To share memory in copy-on-write mode, add a call to load your dataset into something global (i.e. a global or class variable or an lru_cache of a free/class/static method) in gunicorn's "when_ready" config function[1].

This will load your dataset once on server start, before any processes are forked. After processes are forked, they'll gain access to that dataset in copy-on-write mode (this behavior is not specific to python/gunicorn; rather, it's a core behavior of fork(2)). If those processes do need to mutate the dataset, they'll only mutate their copy-on-write copies of it, so their mutations won't be visible to other parallel Gunicorn workers. In other words, if one request in a parallel=2 gunicorn mutates the dataset, a subsequent request has only a 50% likelihood of observing that mutation.

If you do need mutable shared memory, you could either check out databases/caches as other commenters have mentioned (Redislite[2] is a good way to embed Redis as a per-application cache into Python without having to run or configure a separate server at all; you can launch it in gunicorn's "when_ready" as well), or try true shared memory[3][4]

1. https://docs.gunicorn.org/en/stable/settings.html#when-ready 2. https://pypi.org/project/redislite/ 3. https://docs.python.org/3/library/multiprocessing.html#share... 4. https://docs.python.org/3/library/multiprocessing.shared_mem...

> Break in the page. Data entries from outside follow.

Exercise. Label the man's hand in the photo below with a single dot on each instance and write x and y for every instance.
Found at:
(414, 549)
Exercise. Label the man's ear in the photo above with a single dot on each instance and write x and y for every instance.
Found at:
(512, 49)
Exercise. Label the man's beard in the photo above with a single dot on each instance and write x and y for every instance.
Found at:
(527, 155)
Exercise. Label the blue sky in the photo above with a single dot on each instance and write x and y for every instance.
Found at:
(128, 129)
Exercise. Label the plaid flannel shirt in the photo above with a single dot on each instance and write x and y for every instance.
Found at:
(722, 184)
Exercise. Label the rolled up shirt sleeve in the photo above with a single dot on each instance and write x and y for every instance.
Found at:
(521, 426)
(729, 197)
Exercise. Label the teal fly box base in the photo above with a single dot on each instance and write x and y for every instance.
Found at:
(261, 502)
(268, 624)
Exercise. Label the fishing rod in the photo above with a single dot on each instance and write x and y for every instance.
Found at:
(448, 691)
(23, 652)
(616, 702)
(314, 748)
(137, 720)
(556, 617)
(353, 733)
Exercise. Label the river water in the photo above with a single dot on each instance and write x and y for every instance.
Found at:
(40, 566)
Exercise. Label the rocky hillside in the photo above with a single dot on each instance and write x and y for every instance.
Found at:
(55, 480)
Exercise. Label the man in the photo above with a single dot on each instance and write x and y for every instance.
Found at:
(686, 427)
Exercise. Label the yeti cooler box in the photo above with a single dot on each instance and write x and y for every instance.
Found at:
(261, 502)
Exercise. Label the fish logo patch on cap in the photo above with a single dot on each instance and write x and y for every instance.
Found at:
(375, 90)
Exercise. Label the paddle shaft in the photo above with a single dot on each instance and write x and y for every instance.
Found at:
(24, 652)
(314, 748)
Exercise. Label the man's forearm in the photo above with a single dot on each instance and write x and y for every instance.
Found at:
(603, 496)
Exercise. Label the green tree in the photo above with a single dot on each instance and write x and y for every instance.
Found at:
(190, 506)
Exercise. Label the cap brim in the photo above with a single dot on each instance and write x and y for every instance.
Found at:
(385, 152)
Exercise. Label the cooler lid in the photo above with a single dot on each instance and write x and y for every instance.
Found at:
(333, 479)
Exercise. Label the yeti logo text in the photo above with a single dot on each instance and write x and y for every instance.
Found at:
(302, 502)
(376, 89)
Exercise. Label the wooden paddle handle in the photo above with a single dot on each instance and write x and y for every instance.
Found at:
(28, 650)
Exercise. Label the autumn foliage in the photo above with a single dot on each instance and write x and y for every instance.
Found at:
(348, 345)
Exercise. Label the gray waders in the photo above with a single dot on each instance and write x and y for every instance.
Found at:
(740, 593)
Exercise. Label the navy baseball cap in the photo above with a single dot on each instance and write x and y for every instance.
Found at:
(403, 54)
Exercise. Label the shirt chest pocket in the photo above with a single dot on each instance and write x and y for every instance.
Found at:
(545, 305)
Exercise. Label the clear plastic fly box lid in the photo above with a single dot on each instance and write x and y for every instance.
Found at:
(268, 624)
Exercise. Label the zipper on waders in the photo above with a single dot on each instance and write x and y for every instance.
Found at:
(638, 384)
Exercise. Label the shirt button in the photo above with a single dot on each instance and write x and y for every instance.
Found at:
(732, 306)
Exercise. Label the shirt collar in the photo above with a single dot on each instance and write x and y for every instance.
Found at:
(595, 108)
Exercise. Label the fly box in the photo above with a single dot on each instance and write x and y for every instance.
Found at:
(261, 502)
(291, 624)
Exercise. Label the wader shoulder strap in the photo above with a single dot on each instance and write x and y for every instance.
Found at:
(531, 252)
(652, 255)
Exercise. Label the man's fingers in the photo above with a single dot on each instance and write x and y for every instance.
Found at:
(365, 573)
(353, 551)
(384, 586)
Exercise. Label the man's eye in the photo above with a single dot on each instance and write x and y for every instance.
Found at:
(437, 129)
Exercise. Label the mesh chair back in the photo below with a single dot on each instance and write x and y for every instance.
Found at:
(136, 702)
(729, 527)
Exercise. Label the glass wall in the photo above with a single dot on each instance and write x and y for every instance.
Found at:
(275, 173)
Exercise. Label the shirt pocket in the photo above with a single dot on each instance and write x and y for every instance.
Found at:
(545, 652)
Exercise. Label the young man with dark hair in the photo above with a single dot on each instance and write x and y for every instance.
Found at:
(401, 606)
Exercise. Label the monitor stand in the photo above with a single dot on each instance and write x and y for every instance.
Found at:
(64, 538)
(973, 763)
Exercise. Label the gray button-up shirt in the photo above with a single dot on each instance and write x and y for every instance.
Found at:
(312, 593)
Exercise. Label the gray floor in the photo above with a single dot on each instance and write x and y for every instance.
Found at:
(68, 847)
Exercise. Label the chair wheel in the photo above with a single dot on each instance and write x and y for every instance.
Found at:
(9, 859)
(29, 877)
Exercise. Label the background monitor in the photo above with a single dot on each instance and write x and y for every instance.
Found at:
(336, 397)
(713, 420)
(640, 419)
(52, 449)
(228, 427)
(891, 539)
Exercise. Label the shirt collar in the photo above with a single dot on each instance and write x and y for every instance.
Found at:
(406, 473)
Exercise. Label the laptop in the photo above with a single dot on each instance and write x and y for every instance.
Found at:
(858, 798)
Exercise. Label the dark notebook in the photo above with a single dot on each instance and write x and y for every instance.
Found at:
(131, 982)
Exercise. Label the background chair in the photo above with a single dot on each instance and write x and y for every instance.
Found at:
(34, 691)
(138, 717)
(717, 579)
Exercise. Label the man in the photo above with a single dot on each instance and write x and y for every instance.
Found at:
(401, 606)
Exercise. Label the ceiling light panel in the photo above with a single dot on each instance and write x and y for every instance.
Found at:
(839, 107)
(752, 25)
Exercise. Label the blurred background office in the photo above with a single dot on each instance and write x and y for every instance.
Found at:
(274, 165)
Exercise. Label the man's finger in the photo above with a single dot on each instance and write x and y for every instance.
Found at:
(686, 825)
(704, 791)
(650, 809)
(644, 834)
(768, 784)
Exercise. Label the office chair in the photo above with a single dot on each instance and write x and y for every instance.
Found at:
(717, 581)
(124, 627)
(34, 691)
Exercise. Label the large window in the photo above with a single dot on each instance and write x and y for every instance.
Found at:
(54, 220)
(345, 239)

sanderjd · on July 31, 2023

One way to achieve similar performance is redis or memcached running on the same node. It really depends on the workload too. If it is lookups by key without much post-processing, that architecture will probably work well. If it's a lot of scanning, or a lot of post-processing, in-process caching might be the way to go, maybe with some kind of request affinity so that the cache isn't duplicated across each process.